The Several Samurai

Samurai history and material culture have gripped the popular imagination for centuries. Ever since  Japan was forcibly opened up to the rest of the world in the mid 19th century European and North American collectors have voraciously consumed Japanese objects, none more so than that relating directly or indirectly to the romantic notion of the samurai.

Samurai sword used by the Fujiwara clan. The Manchester Museum Living Cultures collection.

The Living Cultures collection has an internationally important collection of samurai and other Japanese objects, particularly netsuke and inro. Netsuke are small ivory carvings used like a toggle to secure the lid of the inro which is an intricately carved segmented box. These were strung around the waist and used from the 17th century onwards because kimonos, the traditional Japanese dress , didn’t have any pockets.

Rabbit netsuke. The Manchester Museum Living Cultures collection. Photo: Abby Stevens

This afternoon Sam Dunn, an archaeology undergraduate at the University of Manchester, has been interviewing visitors in the Living Cultures gallery to gauge their familiarity with samurai culture.

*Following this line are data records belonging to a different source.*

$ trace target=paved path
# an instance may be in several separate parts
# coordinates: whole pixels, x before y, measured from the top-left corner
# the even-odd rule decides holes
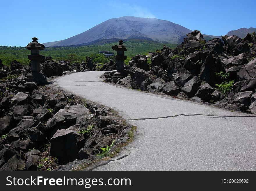
[[[54,82],[138,127],[129,155],[95,170],[256,170],[255,116],[109,85],[98,78],[104,72]]]

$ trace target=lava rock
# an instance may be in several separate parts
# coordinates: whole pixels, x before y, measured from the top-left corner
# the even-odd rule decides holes
[[[62,164],[78,158],[79,152],[85,144],[84,139],[79,134],[65,129],[58,130],[50,142],[50,154],[58,158]]]
[[[45,95],[40,91],[35,90],[32,92],[31,98],[39,103],[45,100]]]
[[[214,90],[214,88],[206,83],[199,87],[195,96],[200,97],[204,101],[209,102],[211,98],[211,95]]]
[[[8,113],[0,118],[0,134],[6,134],[13,128],[12,117],[12,114]]]
[[[130,69],[130,74],[131,78],[131,85],[134,89],[140,88],[141,83],[147,78],[150,78],[151,81],[154,79],[154,76],[147,73],[145,70],[133,67]]]
[[[56,104],[53,110],[54,113],[56,113],[60,110],[64,109],[64,107],[67,105],[67,101],[61,101]]]
[[[26,169],[28,170],[37,170],[40,160],[42,158],[38,155],[33,155],[28,156],[25,165]]]
[[[14,102],[17,105],[20,105],[29,103],[30,99],[29,95],[22,92],[19,92],[11,99],[10,101]]]
[[[150,92],[161,92],[163,90],[162,86],[165,82],[161,78],[158,78],[153,83],[147,86],[147,89]]]
[[[251,95],[253,93],[253,92],[250,91],[239,92],[234,99],[234,102],[248,106],[250,103],[250,100]]]
[[[81,119],[86,116],[88,113],[88,110],[83,106],[80,104],[71,106],[65,113],[65,119],[67,121],[76,121],[76,123],[77,124]]]
[[[177,95],[179,90],[173,81],[166,83],[163,85],[163,93],[168,95]]]
[[[31,116],[33,109],[33,106],[29,104],[14,106],[12,108],[12,110],[13,111],[13,118],[18,123],[23,116]]]
[[[54,127],[61,125],[65,121],[65,113],[66,109],[61,109],[57,112],[51,119],[46,124],[46,128],[52,129]]]
[[[206,43],[206,49],[212,53],[220,55],[225,51],[224,44],[218,38],[214,38]]]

Sam Dunn conducting research in the Manchester Museum Living Cultures gallery, 2009

Sam is preparing a body of research for his forthcoming essay which will focus on the samurai sword, or katana, in the collective consciousness and how it has been culturally transformed. In recent history Hollywood has demonstrated an insatiable affection for the samurai, films like the Magnificent Seven and Kill Bill spring immediately to mind. Similarly Japanese film makers and artists have been  able to transport familiar American characters and concepts back to feudal Japan. Most recently Marvel comics commissioned a Japanese animation  studio to reinvent one of it’s most popular superheroes, Wolverine, and they did so with particular samurai flare.